A wide-screen TV can use twice as much energy as a refrigerator! Refrigerators used to be the No. 1 energy-using appliance in the home, but not anymore. In many homes, TVs are the big power users now.
Don’t be surprised if you pay a $100 or more a year to operate your new TV.
Energy use varies widely between HDTVs, even between models of similar size. There are ways to ensure your new TV is as efficient as possible: See this chart to compare models
Choose the most efficient technology for your new TV
There are three HDTV technologies on the market today: plasma, LCD, and rear-projection micro display (commonly known as DLP, or digital light processing).
A study by CNET found that, on average, plasma TVs are the least efficient, consuming 0.33 watt of electricity per square inch of screen, while LCD TVs are slightly better at 0.28 watt per inch. Your best choice to save energy is DLP, which consumes only 0.13 watt per inch.
In all cases the bigger the screen the bigger the electric bill will be.
Choose Energy Star-rated models.
On November 1, 2008, the EPA released new Energy Star specifications. They now set maximum energy consumption limits for TVs in both standby and active modes. Previous Energy Star rules applied only to standby mode. TVs that meet these new requirements will be up to 30 percent more efficient than non-qualified models.
The above paragraph is made possible by your tax dollars.
Here are some ways to save without buying a new TV
Unplug the TV when it is not in use. Older TVs that have a standby mode continue to draw power even when turned "off." But, if it is a new Energy Star rated model don’t bother.

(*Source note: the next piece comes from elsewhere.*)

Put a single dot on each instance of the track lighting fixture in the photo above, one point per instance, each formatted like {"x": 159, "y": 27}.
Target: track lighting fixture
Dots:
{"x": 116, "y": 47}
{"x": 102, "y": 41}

I avoid unplugging electronics that need to be re-programmed every time they are powered up. I have enough frustration without the anguish of re-programming your TV. It is not worth it.
My cable box re-programs itself, if I leave it alone, but it takes about 15 minutes. Way too long!
Turn off the "quick start" option. Just by waiting a few more seconds for the TV to warm up, you can reduce standby power use. I wish I had this option on our set.
Turn down the brightness settings. Many LCD TVs also have a backlight setting that is often set in stores to be brighter than necessary for most home environments.
We all understand that brighter the light bulb you use in a lamp the more electricity it uses. The same is true with your TV and computer screens. The brighter the setting, the more you pay on the electric bill.
Tune your TV picture so it looks good when the room lights are dimmed. You save energy on the lights and TV.
Don't Waste your Energy on TV
Turn your TV off when no one is watching it. If you need background noise use a radio or play music on the boom box.
The biggest money saver for TV is to use it only for viewing well chosen uplifting or funny video tapes and DVD’s. It cuts the electric bill and reduces depression. When you stop watching commercial TV programs, your personal productivity and energy level will go up.
When the grandchildren come to visit our TV is always broken. It is more fun to play a game with grandpa or read a book with grandma.
While you are at it stop reading the front page of the newspaper. Just skip to the comics like I do.